Chi sostiene invece la creazione ex novo di organizzazioni sindacali, magari "di classe", inserendo questa concezione nel proprio programma, salvo poi praticare nei fatti la non azione politica al loro interno, limitandosi alla mera compilazione di "liste della spesa" (incompatibile inoltre con l'attuale fase dell'economia capitalistica), sottolineando sì le differenze tra partito e sindacato ma sfilandosi di fatto dalla lotta politica, è oggetto (inconsapevole(?)) di derive opportunistiche che allontanano dagli obbiettivi di classe il proletariato.
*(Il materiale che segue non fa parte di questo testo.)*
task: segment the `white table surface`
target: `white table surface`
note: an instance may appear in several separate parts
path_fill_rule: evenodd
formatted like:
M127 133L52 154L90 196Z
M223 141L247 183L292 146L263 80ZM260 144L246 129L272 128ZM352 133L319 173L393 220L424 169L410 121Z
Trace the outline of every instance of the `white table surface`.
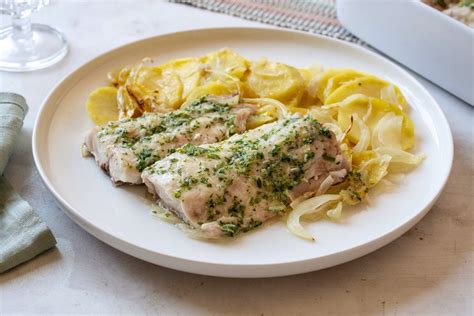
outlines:
M444 109L455 158L440 199L413 229L358 260L304 275L223 279L135 259L95 239L56 205L36 171L31 134L39 106L67 73L94 56L152 35L203 27L261 26L161 1L61 1L34 21L61 29L70 53L32 73L0 72L0 91L30 112L6 177L54 232L58 246L0 275L0 314L472 315L474 110L415 75ZM0 26L9 19L0 16ZM474 71L474 70L473 70Z

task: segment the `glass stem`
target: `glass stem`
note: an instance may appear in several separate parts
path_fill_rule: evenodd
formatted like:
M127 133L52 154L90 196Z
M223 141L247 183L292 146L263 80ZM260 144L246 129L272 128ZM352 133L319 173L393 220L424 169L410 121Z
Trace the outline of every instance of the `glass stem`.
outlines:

Non siamo noi dunque a "snobbare" le lotte economiche. Sono spesso, al contrario, i vari attivisti sindacali o i cosiddetti "antagonisti", a dimostrare scarso interesse verso l'impegno e il piano d'azione politico comunista delle masse proletarie che diviene poco remunerativo in termini numerici anche perché è, appunto, osteggiato dalle varie correnti movimentiste. Sono queste correnti a sminuirne l'importanza del lavoro politico comunista, sostenendo che richieste economiche crescenti e sempre più "radicali" siano di per sé sufficiente veicolo di maturazione di coscienza politica nelle masse e divengano spontaneamente azioni politiche di massa per l'abolizione del lavoro salariato. Non è infatti una "promessa" borghese, sancita costituzionalmente, quella di garantire un lavoro e dunque un salario per tutti? Ribadirlo non avvicinerà di un millimetro il momento di "rottura" rivoluzionario, ma addirittura lo allontana, vincolando il proletariato allo sgangherato carretto rivendicativo della democrazia borghese.

Ruolo politico indispensabile e irrinunciabile, quello del partito comunista, che è e deve essere finalizzato a spostare da subito (e non in... data da destinarsi) il livello della lotta dal piano meramente rivendicativo-difensivo a quello anticapitalistico, anti-sistema dunque rivoluzionario e politico, ossia strategico rispetto ad una sempre più urgente e radicalmente diversa organizzazione sociale, la cui ricchezza sia il prodotto del lavoro sociale distribuito tra gli stessi produttori.

Se è vero che "la lotta economica è anche lotta politica", ciò non significa che questo avvenga nei fatti, "automaticamente", "meccanicamente", senza cioè l'intervento di una soggettività politica (il partito di classe) portatrice di una strategia, di un programma, di una tattica, di una direzione organizzativa. L'identità di classe non si dà nell'automatismo ma nella finalità: quella, per l'appunto, di far trascrescere la lotta economica sul piano politico è una necessità ed è lo scopo prioritario dell'avanguardia di classe. Credere che ciò sia di per sé già nei fatti, nella mera lotta rivendicativa, o che di essa sia lo sbocco inevitabile, è pura illusione, è sognare ad occhi aperti, è determinismo fuori tempo utile.